NPHS2 Variation in Focal and Segmental Glomerulosclerosis

Stephen J Tonna; Alexander Needham; Krishna Polu; Andrea Uscinski; Gerald B Appel; Ronald J Falk; Avi Katz; Salah Al-Waheeb; Bernard S Kaplan; George Jerums; Judy Savige; Jennifer Harmon; Kang Zhang; Gary C Curhan; Martin R Pollak


BMC Nephrology 

In This Article


Focal and segmental glomerulosclerosis (FSGS) is now the most common histologic pattern of injury seen in adults with primary glomerular disease.[1] Rather than a single disease entity, FSGS describes a pattern of injury seen in kidney damage secondary to a number of identifiable primary causes but also seen as an idiopathic, isolated finding. Over the past decade, human genetic studies have confirmed the heterogeneity of the underlying biological cause of this histologic pattern. Heterozygosity for mutations in ACTN4, TRPC6, and CD2AP cause rare forms of steroid resistant FSGS.[2,3,4,5] Mutations in both NPHS2 (podocin) alleles also cause steroid resistant FSGS[6] and are a much more common cause of FSGS than mutations in other genes identified to date.[7] Podocin mutations appear to cause 10–30% of childhood steroid resistant nephrotic syndrome.[8] Although genetically distinct forms of FSGS may follow different patterns of inheritance, the pattern can be difficult to identify, particularly in small families.

The clinical utility of genetic testing in the evaluation of FSGS and nephrotic syndrome in adults remains unclear. He et al found disease-segregating NPHS2 mutations in only 1 of 87 FSGS subjects analyzed.[9] McKenzie et al have suggested that homozygous or compound heterozygous mutations in NPHS2 are very rare causes of sporadic, adult onset FSGS. They also found that heterozygotes for R138Q are more common in cases with FSGS than controls without the disease and reported that a common haplotype in NPHS2 modifies disease risk in African Americans but not European Americans.[10]

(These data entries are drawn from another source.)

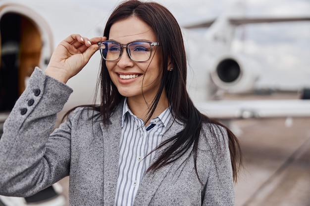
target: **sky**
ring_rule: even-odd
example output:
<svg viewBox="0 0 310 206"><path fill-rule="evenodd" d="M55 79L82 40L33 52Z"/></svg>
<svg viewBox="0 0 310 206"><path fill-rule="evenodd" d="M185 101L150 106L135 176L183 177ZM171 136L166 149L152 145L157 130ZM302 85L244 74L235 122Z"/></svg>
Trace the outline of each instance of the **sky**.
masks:
<svg viewBox="0 0 310 206"><path fill-rule="evenodd" d="M95 6L108 13L121 1L68 0L87 6ZM236 2L232 0L154 1L167 7L181 26L213 19L227 11L231 11L230 8ZM246 16L310 17L310 0L242 1L245 3L244 14ZM207 32L207 29L205 31ZM272 84L277 81L297 86L299 86L301 83L308 84L305 86L310 87L310 22L258 24L238 27L232 49L259 63L261 71L266 75L261 78L258 84ZM283 74L285 75L282 75Z"/></svg>

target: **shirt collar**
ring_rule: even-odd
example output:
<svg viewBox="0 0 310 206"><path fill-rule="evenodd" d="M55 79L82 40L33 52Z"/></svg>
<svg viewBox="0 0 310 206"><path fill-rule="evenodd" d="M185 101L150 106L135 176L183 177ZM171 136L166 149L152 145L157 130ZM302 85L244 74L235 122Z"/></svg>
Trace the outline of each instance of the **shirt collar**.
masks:
<svg viewBox="0 0 310 206"><path fill-rule="evenodd" d="M125 121L125 119L126 118L126 114L127 113L129 113L129 114L135 118L137 118L130 111L129 107L128 107L128 105L127 103L127 97L125 98L124 100L124 104L123 105L123 115L122 116L122 128L124 125L124 122ZM161 113L158 116L158 118L160 120L161 122L163 124L165 127L167 127L168 125L168 124L169 123L169 121L171 117L171 111L170 107L168 107L163 112ZM154 118L154 119L155 119ZM152 120L151 120L152 121Z"/></svg>

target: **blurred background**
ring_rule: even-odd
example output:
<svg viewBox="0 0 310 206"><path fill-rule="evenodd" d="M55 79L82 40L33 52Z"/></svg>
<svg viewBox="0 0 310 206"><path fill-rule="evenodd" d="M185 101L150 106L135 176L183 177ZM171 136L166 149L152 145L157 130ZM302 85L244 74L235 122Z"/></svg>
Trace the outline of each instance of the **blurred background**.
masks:
<svg viewBox="0 0 310 206"><path fill-rule="evenodd" d="M42 59L37 59L35 57L36 59L33 62L38 62L41 68L44 69L48 63L51 51L68 35L78 33L89 38L101 35L106 18L115 6L121 2L104 0L58 1L42 3L35 0L0 0L1 5L22 5L16 9L10 5L11 7L8 6L6 10L2 9L0 13L2 15L1 122L5 120L10 107L12 106L11 103L8 103L8 106L6 104L5 100L7 99L5 94L8 91L8 87L10 87L9 85L15 85L16 91L22 90L24 88L19 84L20 86L17 88L17 82L15 83L15 82L5 81L8 78L3 72L7 69L3 69L3 62L8 59L5 59L7 57L4 55L16 51L16 44L4 43L9 43L12 40L16 40L12 37L11 34L3 33L12 29L11 28L13 24L10 21L16 19L14 15L5 15L5 12L21 12L26 15L28 9L24 9L24 6L27 7L29 5L38 14L30 15L30 19L37 20L43 17L42 19L45 21L38 20L37 23L42 26L39 32L44 34L41 40L45 43L43 45L39 44L38 46L45 48L42 51ZM308 106L303 109L300 102L292 102L290 109L293 112L290 114L293 114L292 115L286 115L288 113L287 109L280 109L288 100L310 98L310 0L155 1L167 7L182 28L189 28L183 32L189 55L189 91L195 102L222 101L227 103L223 106L227 108L227 105L231 105L230 102L232 100L253 104L253 102L249 101L270 100L270 104L275 102L278 106L275 109L278 109L279 112L282 112L282 115L276 117L270 115L263 117L253 114L245 116L242 113L241 116L230 115L224 119L219 118L237 135L244 156L243 165L235 185L236 205L310 206L310 110L308 109L310 103L308 100L304 99ZM233 17L235 22L237 19L264 18L268 20L260 23L239 23L232 26L232 22L229 20ZM300 21L268 22L273 18L300 18ZM18 22L21 27L27 24ZM42 28L45 26L50 26L51 31L44 33ZM22 30L16 31L21 33ZM38 32L30 32L28 36L33 37L37 34ZM21 40L19 42L22 43ZM47 45L48 47L46 47ZM30 47L27 45L25 47ZM36 49L34 47L33 48ZM84 103L77 100L81 96L85 101L93 101L93 92L90 88L92 88L91 86L94 87L95 83L96 80L96 80L100 58L100 54L96 54L98 55L92 57L93 59L89 64L95 68L87 69L95 71L92 72L94 74L89 74L90 70L87 73L83 70L76 78L78 79L83 77L84 80L87 78L93 80L90 80L85 85L81 84L80 81L68 82L75 92L70 97L70 104L66 105L64 110ZM9 55L11 56L9 59L11 59L12 56ZM237 79L239 81L239 79L242 78L243 82L225 82L223 81L225 77L221 79L220 77L219 79L215 77L219 75L219 72L214 65L221 62L224 56L240 63L239 73L243 76L241 76L242 78L237 77ZM44 58L42 58L42 56ZM14 59L13 62L15 62L16 60ZM33 70L33 62L26 66L27 68L30 67L30 71ZM234 69L233 76L237 72ZM224 70L225 72L227 71ZM29 74L22 75L28 77ZM25 77L22 81L26 84L27 80ZM86 93L88 94L85 94ZM81 96L81 93L84 94ZM89 94L90 96L87 96ZM12 97L11 101L14 102L19 95L19 93L16 93ZM258 102L259 107L260 102L256 103ZM208 108L212 108L212 103L213 102L210 102L207 106ZM215 104L218 104L216 102ZM299 108L304 110L298 111ZM214 113L209 111L207 114L218 114L221 109L217 109ZM214 115L215 118L218 117ZM0 124L0 131L1 126ZM65 204L67 205L68 178L64 178L59 183L60 189L59 187L58 189L55 187L55 190L66 198ZM0 206L1 200L0 197ZM25 205L28 205L23 202ZM42 204L52 205L48 205L47 202Z"/></svg>

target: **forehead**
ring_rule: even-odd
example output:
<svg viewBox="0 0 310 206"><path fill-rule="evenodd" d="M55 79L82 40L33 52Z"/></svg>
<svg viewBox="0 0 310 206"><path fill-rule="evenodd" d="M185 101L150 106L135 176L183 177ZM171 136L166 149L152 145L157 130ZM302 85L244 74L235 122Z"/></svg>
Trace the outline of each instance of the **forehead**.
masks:
<svg viewBox="0 0 310 206"><path fill-rule="evenodd" d="M112 25L109 40L126 43L136 40L155 41L157 38L150 25L138 17L130 17Z"/></svg>

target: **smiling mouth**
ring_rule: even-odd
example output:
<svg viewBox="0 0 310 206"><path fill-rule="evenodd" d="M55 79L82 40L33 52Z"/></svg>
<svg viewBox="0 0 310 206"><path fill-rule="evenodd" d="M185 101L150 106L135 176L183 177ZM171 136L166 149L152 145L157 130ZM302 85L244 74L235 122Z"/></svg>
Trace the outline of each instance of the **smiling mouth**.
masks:
<svg viewBox="0 0 310 206"><path fill-rule="evenodd" d="M136 78L139 77L139 75L119 75L119 78L123 80L128 80L130 79Z"/></svg>

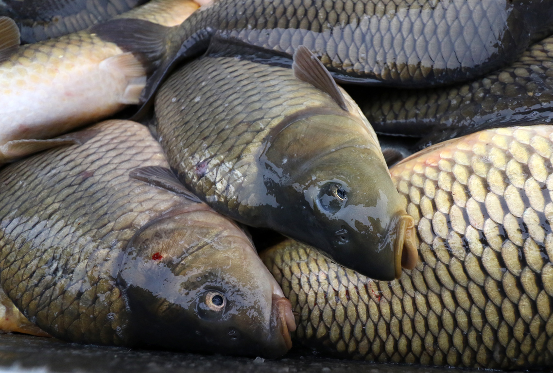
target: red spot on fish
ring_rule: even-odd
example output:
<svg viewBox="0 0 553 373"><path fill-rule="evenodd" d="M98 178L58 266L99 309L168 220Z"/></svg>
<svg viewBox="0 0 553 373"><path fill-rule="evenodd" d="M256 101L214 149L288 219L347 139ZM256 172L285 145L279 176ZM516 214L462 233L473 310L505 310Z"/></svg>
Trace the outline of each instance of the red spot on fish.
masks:
<svg viewBox="0 0 553 373"><path fill-rule="evenodd" d="M372 281L369 282L369 287L371 288L371 291L373 292L373 295L377 297L378 298L378 301L380 302L380 294L377 294L374 290L373 290Z"/></svg>

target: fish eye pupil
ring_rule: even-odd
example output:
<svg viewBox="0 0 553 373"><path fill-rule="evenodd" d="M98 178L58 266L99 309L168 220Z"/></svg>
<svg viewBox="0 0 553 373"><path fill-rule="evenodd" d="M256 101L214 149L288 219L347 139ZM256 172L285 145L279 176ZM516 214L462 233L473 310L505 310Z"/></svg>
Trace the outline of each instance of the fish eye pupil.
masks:
<svg viewBox="0 0 553 373"><path fill-rule="evenodd" d="M346 191L342 188L342 186L340 184L336 185L336 197L342 201L346 201L347 199L347 196L346 195Z"/></svg>
<svg viewBox="0 0 553 373"><path fill-rule="evenodd" d="M223 304L223 297L220 295L216 295L211 298L211 302L217 306L220 306Z"/></svg>

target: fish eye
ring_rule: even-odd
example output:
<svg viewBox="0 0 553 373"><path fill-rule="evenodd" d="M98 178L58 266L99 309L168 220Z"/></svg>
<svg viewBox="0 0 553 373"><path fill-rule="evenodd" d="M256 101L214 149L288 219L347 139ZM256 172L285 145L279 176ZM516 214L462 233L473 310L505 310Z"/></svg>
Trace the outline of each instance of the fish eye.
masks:
<svg viewBox="0 0 553 373"><path fill-rule="evenodd" d="M347 191L337 182L328 182L323 185L317 199L322 209L332 213L340 209L347 201Z"/></svg>
<svg viewBox="0 0 553 373"><path fill-rule="evenodd" d="M226 305L225 294L217 290L207 290L200 296L196 312L202 318L214 319L222 316Z"/></svg>
<svg viewBox="0 0 553 373"><path fill-rule="evenodd" d="M224 294L213 290L207 292L205 302L210 309L216 312L224 308L227 302Z"/></svg>

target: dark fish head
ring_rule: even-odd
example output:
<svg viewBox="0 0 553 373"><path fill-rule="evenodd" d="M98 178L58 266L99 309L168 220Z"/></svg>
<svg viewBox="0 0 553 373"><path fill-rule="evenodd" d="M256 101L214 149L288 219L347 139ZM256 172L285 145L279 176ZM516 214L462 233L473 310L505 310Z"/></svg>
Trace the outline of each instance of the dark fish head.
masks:
<svg viewBox="0 0 553 373"><path fill-rule="evenodd" d="M279 164L287 185L281 198L302 209L295 224L287 224L295 231L283 233L363 275L392 280L416 263L414 220L379 148L359 128L353 118L318 115L290 125L273 141L287 152Z"/></svg>
<svg viewBox="0 0 553 373"><path fill-rule="evenodd" d="M212 211L147 226L121 269L137 343L269 358L291 346L290 302L248 238Z"/></svg>

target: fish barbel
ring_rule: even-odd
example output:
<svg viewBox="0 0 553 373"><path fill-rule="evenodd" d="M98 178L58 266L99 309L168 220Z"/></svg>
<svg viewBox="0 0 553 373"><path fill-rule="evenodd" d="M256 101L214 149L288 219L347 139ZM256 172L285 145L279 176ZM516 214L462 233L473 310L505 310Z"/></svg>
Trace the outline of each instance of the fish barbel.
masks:
<svg viewBox="0 0 553 373"><path fill-rule="evenodd" d="M205 56L155 100L160 142L181 181L216 211L308 243L392 280L416 259L371 125L306 48L293 69Z"/></svg>
<svg viewBox="0 0 553 373"><path fill-rule="evenodd" d="M290 302L236 224L185 189L147 127L102 122L0 172L0 285L72 342L276 357Z"/></svg>
<svg viewBox="0 0 553 373"><path fill-rule="evenodd" d="M489 129L390 169L420 260L390 282L291 240L262 254L295 340L379 362L553 366L553 126Z"/></svg>

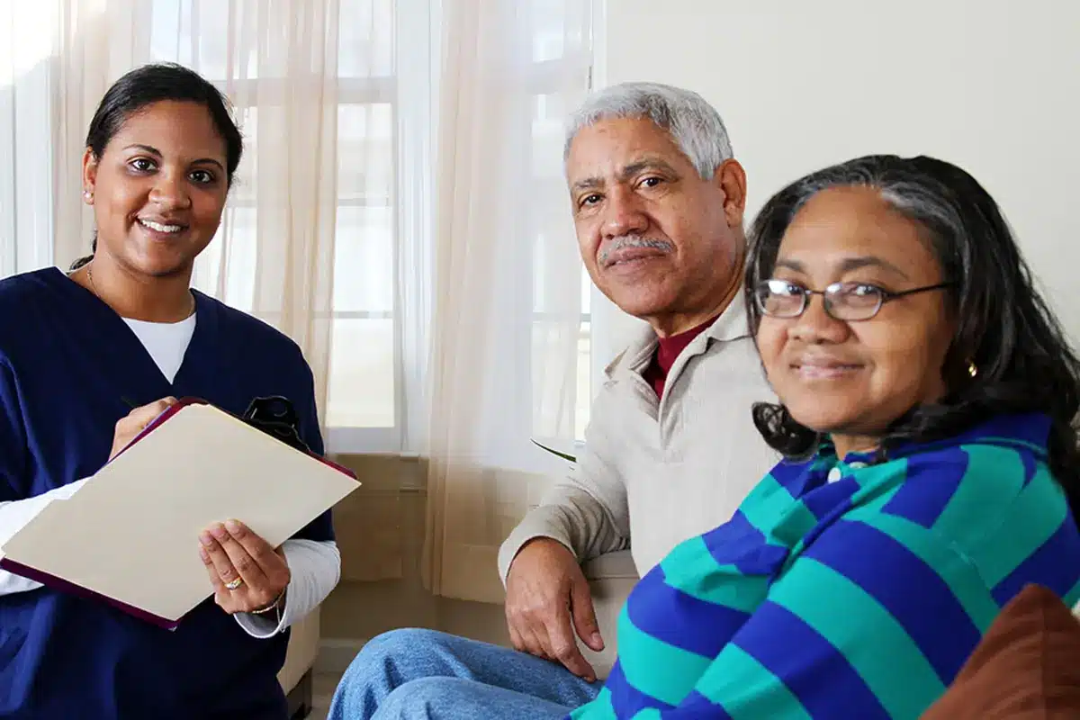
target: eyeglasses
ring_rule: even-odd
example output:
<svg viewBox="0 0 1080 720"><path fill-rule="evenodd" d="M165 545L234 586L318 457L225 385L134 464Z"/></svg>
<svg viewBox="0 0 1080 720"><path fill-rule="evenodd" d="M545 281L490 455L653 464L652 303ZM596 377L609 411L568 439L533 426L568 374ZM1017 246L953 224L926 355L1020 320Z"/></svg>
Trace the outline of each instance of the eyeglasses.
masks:
<svg viewBox="0 0 1080 720"><path fill-rule="evenodd" d="M757 284L754 289L754 300L764 314L770 317L791 318L806 312L811 295L820 295L825 303L825 312L831 317L860 321L874 317L881 310L881 305L896 298L940 290L954 285L956 283L939 283L892 293L866 283L833 283L824 290L810 290L786 280L773 279Z"/></svg>

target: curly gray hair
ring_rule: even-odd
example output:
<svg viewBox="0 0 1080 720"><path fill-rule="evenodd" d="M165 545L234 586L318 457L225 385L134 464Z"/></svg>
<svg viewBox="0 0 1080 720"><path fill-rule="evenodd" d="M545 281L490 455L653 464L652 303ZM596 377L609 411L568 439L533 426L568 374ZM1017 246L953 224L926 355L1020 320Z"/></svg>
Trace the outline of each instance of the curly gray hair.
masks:
<svg viewBox="0 0 1080 720"><path fill-rule="evenodd" d="M570 117L563 161L570 145L585 127L617 118L647 118L671 134L675 145L708 179L732 158L731 140L716 109L701 95L653 82L626 82L605 87L585 100Z"/></svg>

Kidney biopsies are generally performed late in the evaluation of a nephrotic child who does not respond to steroids. Early identification of unambiguous disease-causing mutations in both NPHS2 alleles could lead to avoidance of prolonged glucocorticoid therapy and perhaps the need for kidney biopsy in these patients. The clinical utility of NPHS2 mutation analysis is much less clear in adults as there exists a broader span of underlying etiologies in the differential diagnosis in this age group and the histologic lesions underlying nephrotic and subnephrotic proteinuria overlap considerably. Here, we performed mutational analysis of NPHS2 in a large group of probands with FSGS to define the contribution of NPHS2 to late-onset disease. In addition, we genotyped two relatively common non-synonymous variants (cSNPs) in several sample sets to assess the possible contribution of these variants to albuminuria in both the general adult population and among diabetics, a group at high risk for the development of proteinuric kidney disease.